Her Soul (Anima in Italian) is the first play by Jewish-Italian writer and feminist Amelia Pincherle Rosselli (1870-1954), the grandmother of Italian modernist poet Amelia Rosselli (1930-1966).

Rosselli entered the three-act play in the Concorso drammatico dell'Esposizione nazionale, a national competition being offered by the Italian state for first theatrical works. Anima, chosen the winner out of more than sixty entries, premiered in Turin on October 29, 1898 at the Teatro Gerbino, under the direction of Alfredo de Sanctis (1866-1954), and was performed by the company of actors, Teatro d'Arte, with Clara Della Guardia (1865-1937) as the protagonist. The play then toured Italy and abroad to critical acclaim and was published in 1901.

Anima was written in answer to Giuseppe Giacosa's drama, The Rights of the Soul (1894), a play in one act, influenced by Ibsen's, A Doll's House (1879). Rosselli, who had explored a similar theme, the dichotomy between the purity of the body and that of the soul, in a short story written during the early years of her marriage, expanded the story into a three-act drama directly in response to Giacosa's work.
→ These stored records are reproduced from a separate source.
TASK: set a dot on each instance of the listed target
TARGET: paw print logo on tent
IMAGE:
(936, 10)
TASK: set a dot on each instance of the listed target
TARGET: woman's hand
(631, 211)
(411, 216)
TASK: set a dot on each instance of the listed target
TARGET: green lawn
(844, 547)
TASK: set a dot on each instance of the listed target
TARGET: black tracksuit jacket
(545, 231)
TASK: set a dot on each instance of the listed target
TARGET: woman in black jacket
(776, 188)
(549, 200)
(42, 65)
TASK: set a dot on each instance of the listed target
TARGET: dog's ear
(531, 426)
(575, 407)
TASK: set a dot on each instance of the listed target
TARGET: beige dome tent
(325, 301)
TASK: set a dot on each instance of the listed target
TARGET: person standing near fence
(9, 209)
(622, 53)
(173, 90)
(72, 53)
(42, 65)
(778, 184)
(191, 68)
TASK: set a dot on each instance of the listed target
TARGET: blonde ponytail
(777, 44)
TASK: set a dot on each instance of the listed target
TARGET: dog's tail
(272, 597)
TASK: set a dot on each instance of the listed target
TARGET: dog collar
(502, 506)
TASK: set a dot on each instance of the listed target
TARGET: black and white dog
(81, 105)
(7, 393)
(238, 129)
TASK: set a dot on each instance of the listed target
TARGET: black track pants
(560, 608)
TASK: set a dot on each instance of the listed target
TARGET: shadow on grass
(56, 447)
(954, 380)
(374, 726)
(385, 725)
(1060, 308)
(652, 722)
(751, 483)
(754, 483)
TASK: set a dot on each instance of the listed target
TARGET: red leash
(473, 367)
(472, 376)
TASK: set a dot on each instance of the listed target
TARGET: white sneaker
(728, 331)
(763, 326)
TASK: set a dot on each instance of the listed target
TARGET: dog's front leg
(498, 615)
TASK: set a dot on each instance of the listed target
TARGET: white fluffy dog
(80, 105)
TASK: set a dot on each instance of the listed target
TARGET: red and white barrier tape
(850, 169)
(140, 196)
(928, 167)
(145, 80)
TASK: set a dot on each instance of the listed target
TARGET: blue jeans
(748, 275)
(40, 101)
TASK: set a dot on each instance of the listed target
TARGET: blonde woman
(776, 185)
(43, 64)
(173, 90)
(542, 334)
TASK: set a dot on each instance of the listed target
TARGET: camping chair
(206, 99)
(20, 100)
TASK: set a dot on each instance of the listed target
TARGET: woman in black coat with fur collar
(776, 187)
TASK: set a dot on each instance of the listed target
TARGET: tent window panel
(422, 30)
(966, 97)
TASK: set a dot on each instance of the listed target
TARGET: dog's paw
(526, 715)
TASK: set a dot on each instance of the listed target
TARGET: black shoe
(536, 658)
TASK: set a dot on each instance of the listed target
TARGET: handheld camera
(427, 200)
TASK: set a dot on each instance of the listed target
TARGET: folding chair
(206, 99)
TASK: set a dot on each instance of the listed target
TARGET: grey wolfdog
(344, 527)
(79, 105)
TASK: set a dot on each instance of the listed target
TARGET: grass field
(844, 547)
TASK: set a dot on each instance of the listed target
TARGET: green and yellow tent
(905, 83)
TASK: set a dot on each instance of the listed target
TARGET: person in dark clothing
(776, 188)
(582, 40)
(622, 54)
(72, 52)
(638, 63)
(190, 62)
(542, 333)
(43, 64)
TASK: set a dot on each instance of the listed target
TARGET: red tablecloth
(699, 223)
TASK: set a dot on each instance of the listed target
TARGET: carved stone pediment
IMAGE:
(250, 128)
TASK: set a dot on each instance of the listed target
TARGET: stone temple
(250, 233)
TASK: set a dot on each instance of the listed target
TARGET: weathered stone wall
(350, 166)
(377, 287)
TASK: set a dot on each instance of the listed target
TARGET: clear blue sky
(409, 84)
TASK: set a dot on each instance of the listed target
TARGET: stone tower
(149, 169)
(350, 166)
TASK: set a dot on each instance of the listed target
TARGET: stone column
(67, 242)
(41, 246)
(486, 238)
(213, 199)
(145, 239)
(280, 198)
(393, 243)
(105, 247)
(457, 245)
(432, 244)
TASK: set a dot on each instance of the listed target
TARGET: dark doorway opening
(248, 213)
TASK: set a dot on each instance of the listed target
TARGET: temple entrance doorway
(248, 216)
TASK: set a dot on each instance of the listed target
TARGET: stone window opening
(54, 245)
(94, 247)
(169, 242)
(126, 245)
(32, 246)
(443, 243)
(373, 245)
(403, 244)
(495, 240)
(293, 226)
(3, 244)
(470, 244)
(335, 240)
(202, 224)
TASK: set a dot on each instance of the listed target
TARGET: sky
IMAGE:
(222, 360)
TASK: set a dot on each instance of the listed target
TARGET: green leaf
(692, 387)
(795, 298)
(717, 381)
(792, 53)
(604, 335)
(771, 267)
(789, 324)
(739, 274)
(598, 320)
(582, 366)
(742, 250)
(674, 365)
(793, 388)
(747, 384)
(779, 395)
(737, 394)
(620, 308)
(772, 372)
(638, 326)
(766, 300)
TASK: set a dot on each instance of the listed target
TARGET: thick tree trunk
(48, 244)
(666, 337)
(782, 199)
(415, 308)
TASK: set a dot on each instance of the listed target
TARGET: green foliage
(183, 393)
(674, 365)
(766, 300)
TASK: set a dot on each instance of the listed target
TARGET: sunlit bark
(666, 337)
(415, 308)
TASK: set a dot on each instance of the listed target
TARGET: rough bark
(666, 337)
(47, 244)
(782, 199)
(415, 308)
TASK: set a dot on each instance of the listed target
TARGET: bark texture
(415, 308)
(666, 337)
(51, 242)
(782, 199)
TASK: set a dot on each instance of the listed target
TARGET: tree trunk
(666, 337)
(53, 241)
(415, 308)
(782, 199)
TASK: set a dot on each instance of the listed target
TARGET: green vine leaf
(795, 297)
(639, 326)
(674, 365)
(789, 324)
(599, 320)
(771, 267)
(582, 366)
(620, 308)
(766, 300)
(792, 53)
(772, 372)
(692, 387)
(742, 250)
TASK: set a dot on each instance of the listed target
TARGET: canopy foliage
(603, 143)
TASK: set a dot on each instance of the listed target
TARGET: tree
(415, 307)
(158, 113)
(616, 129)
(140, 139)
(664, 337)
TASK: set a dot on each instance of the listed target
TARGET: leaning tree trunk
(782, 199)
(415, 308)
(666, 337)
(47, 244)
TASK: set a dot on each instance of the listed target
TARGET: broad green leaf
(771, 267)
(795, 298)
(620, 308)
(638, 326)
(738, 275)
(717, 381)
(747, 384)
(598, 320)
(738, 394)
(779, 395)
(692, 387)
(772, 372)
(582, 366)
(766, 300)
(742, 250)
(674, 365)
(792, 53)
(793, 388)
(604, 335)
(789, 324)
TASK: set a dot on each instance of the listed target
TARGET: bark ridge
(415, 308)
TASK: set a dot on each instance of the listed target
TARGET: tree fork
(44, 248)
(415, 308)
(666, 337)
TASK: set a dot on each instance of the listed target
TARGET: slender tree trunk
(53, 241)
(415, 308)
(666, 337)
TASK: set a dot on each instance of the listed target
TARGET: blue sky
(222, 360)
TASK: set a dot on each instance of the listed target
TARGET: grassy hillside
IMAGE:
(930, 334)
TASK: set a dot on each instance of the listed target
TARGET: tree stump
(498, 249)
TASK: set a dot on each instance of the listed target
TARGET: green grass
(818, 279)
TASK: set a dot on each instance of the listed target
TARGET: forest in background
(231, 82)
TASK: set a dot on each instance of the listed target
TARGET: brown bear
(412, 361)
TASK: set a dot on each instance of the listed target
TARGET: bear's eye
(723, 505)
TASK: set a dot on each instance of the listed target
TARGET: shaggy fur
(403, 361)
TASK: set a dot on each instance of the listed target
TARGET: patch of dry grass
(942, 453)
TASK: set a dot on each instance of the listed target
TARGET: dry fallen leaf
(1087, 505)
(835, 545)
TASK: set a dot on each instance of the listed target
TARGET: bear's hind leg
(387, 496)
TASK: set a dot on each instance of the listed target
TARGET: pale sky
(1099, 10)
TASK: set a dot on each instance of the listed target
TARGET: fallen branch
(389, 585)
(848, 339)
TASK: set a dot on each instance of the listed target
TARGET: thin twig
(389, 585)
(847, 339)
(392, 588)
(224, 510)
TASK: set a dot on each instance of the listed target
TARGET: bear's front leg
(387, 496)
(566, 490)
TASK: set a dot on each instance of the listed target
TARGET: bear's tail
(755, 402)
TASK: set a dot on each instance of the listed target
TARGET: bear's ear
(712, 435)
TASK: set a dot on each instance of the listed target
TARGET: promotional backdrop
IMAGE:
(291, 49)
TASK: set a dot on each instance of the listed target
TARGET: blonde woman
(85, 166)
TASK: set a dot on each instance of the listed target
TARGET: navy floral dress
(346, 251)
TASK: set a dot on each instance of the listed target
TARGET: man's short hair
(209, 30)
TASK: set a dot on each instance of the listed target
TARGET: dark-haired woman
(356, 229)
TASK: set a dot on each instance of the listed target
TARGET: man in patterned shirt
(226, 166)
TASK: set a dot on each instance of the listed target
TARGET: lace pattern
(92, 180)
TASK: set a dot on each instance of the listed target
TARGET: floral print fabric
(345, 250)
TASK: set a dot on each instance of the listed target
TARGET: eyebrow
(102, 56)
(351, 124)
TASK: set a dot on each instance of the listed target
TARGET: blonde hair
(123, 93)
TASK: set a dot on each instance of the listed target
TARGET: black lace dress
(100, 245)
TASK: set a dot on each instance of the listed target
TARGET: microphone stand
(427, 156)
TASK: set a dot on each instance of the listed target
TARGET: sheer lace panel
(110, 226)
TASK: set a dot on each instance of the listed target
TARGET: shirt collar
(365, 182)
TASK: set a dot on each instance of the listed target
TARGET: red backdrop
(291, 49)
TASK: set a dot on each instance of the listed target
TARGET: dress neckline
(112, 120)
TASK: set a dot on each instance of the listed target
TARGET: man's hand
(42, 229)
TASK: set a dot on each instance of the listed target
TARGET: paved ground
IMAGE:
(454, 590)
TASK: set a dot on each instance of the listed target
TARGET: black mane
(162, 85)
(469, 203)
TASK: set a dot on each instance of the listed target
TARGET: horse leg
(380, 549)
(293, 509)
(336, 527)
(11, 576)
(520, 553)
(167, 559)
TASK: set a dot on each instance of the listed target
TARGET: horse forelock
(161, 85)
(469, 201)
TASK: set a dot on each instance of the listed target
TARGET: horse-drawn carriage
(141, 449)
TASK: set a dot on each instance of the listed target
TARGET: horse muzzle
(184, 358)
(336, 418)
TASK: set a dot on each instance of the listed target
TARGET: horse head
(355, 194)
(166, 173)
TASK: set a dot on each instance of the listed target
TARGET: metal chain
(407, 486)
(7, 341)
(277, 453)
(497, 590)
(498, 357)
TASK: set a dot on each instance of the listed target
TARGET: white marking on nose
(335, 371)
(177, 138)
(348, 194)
In his play, Giacosa grants his heroine the right to nurture a Platonic love for a man who is not her husband. Rosselli, on the other hand, not only condemns this type of love but also ridicules it. Her play is an outright condemnation of how young men at the turn-of-the-century would go about choosing their wives. After taking sexual advantage of women who were not considered the marrying type, they would then choose a young inexperienced girl from a good family, with the hope of molding her or simply for her dowry. But some girls, kept too strictly at home and only superficially educated, made life difficult for their husbands with their constant flirtation, as does Graziana in Anima. Olga, Rosselli's protagonist, who had been raped at fifteen years of age, represents not only the more intelligent and mature woman forced to hide her suffering, but also the professional woman, a painter, and thus considered by her contemporaries as unsuitable for the role of a traditional wife.

For these reasons, Anima is an original and daring play for its time and has not lost its relevancy, as the problems it presents remain valid today: the trauma of rape and the concept that a successful marriage be based on mutual respect, common interests and a spiritual understanding of each other's "soul". (See "Introduction" by Natalia Costa-Zalessow to Her Soul. Translated into English by Natalia Costa-Zalessow with the collaboration of Joan E. Borrelli, in Modern Drama by Women 1880s-1930s: An International Anthology, edited by Katherine E. Kelly, pp. 44-79.)

In 1996, upon publication of the English translation, Acts I and II of Her Soul were read on stage on February 28 and March 1 of that year by students of the Drama Department of Texas A&M University.

Her Soul (Anima) is promoted by Expand the Canon who have offered the text of the play online and have facilitated its staging. Moreover, they have declared the play a "classic" deserving a "spot in the canon" and have included Olga's monologue from Act I Scene 8, along with three other selections, in their first publication, edited by Emily Lyon, 110 Standout Classic Monologues for Any Actor, 1600-1990: from Overlooked Plays by Historic Women.

A shortened version of Her Soul, directed by Becca Westbrook, was performed on February 9 and 10, 2025, by students of the Shakespeare & Performance MLitt Program at Mary Baldwin University.

With 18 performances from July 24 to August 30, 2025, Anima (Her Soul) was fully staged for the Island Shakespeare Festival on Whidbey Island in Langley, Washington, and directed by Emily Lyon, Artistic Director of Expand the Canon, with Olena Hodges, Executive Artistic Director of Island Shakespeare Festival, as the protagonist.

A reading of the entire play in English can be accessed through YouTube: Marialana Ardolino Anima (Her Soul).

==Publication history==
Anima. Dramma in tre atti. Turin, S. Lattes & Co., 1901.

Her Soul (Anima): A Drama in Three Acts. Translated into English by Natalia Costa-Zalessow with the collaboration of Joan E. Borrelli, in Modern Drama by Women 1880s-1930s: An International Anthology, edited by Katherine E. Kelly. London, Routledge, 1996, pp. 44-79.

Anima. Dramma in tre atti. Introduced and edited by Natalia Costa-Zalessow (in Italian). Rome, Salerno Editrice, 1997.